Je ne connaissais pas la cabane sous les toits des filles illustratrices, je priais pour un refuge où fermer les yeux. Soulagement, il était là : je me suis blottie dans le canapé.

Dans les quelques instants qu'il m'a fallu pour m'endormir, la migraine m'a sauvagement brûlé les arcades sourcilières, teigneuse, revancharde, agressive, comme pour appuyer qu'elle ne m'aurait pas laissée en paix si je n'avais pas eu cette chance d'avoir Caroline sur mon trajet, comme pour me dégommer le mieux possible avant que je ne l'aplatisse d'immobilité et de paupières fermées.

Je me suis réveillée trente minutes plus tard et j'avais, comme presque toujours, remporté la première manche : un comprimé dans une poignée de sommeil me sort du tunnel.

J'ai presque été dégoûtée que les dernières heures de Paris me soient volées par ce coup de théâtre de tête, mais finalement, peu m'importe : je veux juste pouvoir rester verticale et réussir à atteindre le lit de la nuit. Tout le reste, tant pis.

Dans un instant, j'ai rendez-vous chez Naomi pour une assiette et c'est sûr désormais : on est sur la manche numéro deux. J'ai l'estomac qui flotte et le sourcil gauche complètement fondu. Les pensées nébuleuses et le pas maladroit.

Je parie sur un sauvetage avec un repas tranquille. Sinon, il faudra encore demander le droit de dormir.

J'te jure, quel cirque,

Mais quelle chance surtout, que ce ne soit plus aussi souvent, un peu moins tout le temps.

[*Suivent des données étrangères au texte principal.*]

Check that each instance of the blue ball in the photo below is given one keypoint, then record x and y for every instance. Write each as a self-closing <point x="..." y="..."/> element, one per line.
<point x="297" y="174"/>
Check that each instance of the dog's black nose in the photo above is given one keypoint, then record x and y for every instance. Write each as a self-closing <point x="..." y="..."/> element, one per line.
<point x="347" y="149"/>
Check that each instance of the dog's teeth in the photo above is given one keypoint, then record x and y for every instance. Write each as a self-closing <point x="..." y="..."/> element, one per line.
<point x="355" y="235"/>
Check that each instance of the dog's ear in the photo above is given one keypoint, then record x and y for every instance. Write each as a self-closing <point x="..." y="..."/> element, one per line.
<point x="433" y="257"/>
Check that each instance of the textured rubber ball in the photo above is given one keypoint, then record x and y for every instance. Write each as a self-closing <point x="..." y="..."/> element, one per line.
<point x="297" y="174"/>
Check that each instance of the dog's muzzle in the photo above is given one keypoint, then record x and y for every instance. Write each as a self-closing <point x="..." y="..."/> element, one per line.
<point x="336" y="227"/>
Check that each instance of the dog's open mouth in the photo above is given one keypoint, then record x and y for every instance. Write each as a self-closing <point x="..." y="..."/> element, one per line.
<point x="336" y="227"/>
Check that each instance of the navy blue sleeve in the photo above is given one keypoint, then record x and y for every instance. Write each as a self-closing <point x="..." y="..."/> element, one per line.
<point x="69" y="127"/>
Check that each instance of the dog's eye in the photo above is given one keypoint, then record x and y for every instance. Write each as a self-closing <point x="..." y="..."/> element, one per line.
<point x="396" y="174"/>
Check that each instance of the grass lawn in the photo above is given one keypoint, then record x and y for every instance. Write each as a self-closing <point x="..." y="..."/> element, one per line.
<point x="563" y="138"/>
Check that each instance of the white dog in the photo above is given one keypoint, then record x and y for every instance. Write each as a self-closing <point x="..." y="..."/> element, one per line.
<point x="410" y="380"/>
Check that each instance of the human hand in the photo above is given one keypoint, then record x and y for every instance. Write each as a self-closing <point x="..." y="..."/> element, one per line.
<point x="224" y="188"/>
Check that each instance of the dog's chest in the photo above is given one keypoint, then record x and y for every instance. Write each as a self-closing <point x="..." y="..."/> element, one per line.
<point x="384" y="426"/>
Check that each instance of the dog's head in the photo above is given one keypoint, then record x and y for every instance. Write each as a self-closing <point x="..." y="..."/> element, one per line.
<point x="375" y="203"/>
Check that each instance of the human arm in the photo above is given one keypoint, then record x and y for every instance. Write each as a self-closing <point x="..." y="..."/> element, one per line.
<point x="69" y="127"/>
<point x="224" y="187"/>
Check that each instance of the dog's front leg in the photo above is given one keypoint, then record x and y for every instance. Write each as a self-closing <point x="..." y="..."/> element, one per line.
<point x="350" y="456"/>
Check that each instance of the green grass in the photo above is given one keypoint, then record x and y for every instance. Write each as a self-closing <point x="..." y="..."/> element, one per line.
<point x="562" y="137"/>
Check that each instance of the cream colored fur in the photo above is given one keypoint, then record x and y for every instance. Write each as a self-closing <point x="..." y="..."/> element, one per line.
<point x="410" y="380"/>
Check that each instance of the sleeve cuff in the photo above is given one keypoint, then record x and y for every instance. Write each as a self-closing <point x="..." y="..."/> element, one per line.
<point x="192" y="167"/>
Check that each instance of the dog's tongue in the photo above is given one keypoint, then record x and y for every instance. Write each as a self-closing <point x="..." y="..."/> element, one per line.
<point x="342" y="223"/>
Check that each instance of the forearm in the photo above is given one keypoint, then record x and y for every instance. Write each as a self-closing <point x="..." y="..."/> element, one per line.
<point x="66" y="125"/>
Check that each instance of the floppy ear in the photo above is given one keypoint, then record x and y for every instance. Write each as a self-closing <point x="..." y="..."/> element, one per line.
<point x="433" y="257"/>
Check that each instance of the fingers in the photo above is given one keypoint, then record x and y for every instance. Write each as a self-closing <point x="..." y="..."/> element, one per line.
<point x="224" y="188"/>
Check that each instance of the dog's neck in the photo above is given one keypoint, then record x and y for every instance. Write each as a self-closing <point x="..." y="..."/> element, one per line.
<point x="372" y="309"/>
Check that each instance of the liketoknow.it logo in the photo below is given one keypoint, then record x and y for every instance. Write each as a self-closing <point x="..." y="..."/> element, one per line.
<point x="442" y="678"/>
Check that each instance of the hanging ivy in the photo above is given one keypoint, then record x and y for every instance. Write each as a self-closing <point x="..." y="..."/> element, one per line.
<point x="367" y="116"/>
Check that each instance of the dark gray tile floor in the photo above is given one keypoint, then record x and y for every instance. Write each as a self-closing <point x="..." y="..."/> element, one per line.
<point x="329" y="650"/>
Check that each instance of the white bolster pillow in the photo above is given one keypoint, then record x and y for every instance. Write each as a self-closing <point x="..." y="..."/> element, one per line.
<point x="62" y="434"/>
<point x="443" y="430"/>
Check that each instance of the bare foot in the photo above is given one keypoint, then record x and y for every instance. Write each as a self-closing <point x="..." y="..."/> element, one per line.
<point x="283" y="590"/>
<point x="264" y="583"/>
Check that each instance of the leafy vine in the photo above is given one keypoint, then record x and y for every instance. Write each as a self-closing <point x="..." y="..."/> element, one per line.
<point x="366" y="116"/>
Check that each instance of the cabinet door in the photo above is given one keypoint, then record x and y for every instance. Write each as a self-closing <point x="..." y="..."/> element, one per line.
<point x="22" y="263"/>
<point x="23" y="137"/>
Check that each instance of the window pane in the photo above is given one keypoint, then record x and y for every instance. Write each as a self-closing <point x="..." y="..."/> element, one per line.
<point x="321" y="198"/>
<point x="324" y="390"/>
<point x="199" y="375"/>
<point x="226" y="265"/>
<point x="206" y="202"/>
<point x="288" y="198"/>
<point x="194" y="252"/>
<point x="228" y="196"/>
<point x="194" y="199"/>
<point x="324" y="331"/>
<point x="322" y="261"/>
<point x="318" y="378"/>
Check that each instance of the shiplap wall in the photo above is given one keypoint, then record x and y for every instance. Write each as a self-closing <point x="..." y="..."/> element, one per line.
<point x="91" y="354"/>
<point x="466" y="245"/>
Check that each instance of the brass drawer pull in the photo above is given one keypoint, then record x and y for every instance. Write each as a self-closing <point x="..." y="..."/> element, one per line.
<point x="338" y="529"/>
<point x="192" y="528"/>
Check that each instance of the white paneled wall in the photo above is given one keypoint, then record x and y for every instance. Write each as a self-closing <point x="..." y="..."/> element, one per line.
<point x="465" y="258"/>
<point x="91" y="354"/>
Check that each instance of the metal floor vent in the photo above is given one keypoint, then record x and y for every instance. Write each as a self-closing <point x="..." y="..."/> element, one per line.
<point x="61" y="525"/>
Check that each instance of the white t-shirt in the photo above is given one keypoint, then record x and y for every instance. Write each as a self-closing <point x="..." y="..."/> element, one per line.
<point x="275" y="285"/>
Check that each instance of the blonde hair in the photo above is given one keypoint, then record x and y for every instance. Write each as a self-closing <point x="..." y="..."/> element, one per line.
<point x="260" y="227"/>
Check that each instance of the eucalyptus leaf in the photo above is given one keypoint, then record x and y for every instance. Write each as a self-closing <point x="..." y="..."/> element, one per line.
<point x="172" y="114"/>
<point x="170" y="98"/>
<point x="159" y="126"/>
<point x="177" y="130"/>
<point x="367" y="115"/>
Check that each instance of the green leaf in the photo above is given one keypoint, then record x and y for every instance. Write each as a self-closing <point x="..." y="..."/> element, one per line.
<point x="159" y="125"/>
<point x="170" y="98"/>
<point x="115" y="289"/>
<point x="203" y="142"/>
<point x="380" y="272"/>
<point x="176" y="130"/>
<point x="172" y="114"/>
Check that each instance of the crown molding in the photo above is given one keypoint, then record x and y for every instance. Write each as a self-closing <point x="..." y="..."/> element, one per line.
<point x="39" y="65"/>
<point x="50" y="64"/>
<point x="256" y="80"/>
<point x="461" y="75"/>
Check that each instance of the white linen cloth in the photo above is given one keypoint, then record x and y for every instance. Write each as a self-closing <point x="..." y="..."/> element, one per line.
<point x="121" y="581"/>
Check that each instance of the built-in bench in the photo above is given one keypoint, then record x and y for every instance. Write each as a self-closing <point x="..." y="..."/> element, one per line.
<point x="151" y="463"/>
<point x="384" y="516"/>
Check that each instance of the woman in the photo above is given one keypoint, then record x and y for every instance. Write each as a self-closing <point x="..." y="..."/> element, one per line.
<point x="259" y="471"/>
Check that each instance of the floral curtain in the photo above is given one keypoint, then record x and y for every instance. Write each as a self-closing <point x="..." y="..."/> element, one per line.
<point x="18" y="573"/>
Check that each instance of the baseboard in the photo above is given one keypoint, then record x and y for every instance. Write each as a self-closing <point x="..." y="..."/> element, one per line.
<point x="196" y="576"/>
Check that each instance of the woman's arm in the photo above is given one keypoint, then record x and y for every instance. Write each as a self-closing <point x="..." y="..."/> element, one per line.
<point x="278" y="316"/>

(vendredi) 25 novembre #31

(18:17) Cher appartement d'est en ouest, je suis rentrée et rien n'est comme je voulais. J'étais bienheureuse du ciel en fanfare de bleu depuis hier parce que j'imaginais te retrouver dans une lumière. Et cela me rassurait vois-tu, puisque je ne suis pas des plus sereines de passer l'hiver par toi accompagnée.

Mais la journée est passée à toutes allures et je n'ai pas atteint la porte d'entrée avant la tombée de la nuit, alors je suis arrivée pénombre. Et ça, ça change tout. Et ça, ça pue, ça colle, et c'est mou.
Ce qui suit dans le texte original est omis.